The successful recruitment of Drs Chen and Tashiro, and the true beginning of joint neuroscience research between our two universities, was celebrated in September of last year with an inaugural symposium held at Warwick University which generated great excitement regarding the potential for synergistic research in neuroscience.

This has been followed by the establishment of a joint PhD programme in neuroscience between Warwick and NTU. This PhD recognises the bond and the need to link research degrees with the balance of project time and provision of supervision.

Both Warwick and NTU have high international profiles in the neuroscience area and both are high ranking universities. Students will study at both institutions and benefit from the international perspective of their research and their degrees.

And so today we gather for the second Warwick-NTU Neuroscience Symposium. Of course, I hope that the sharing of knowledge and expertise today will enable more progress to be made towards tackling the pressing challenges faced in terms of neuroscience research and, at the same time, deepen the strong scientific relationship which already exists between Singapore and the UK.

But as important for me, is that it continues the process of building the people to people links, and that between two great academic institutions, that are the essence not only of research based collaboration but also serve to strengthen the overall partnership and friendship between the UK and Singapore.

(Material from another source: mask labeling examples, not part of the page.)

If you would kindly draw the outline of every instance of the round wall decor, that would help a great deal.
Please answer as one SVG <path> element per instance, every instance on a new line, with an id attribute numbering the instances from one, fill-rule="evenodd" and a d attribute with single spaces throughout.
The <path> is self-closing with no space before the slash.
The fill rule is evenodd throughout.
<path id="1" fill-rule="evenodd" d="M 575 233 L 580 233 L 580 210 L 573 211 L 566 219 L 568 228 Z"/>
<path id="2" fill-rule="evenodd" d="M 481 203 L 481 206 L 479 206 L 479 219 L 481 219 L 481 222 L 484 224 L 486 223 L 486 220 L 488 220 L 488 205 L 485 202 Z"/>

And that, in a nutshell, is what my day job as High Commissioner is all about, and I thank you for helping me to do it.

Ladies and Gentlemen, I have taken too much of your time and I should let you get on with the programme.

My thanks to Professor Ling San and Professor Peter Preiser for giving me the chance to say a few words, and to their teams who have pulled together such a packed and exciting programme.

I wish you a successful and fruitful symposium and an enlightening day. Thank you.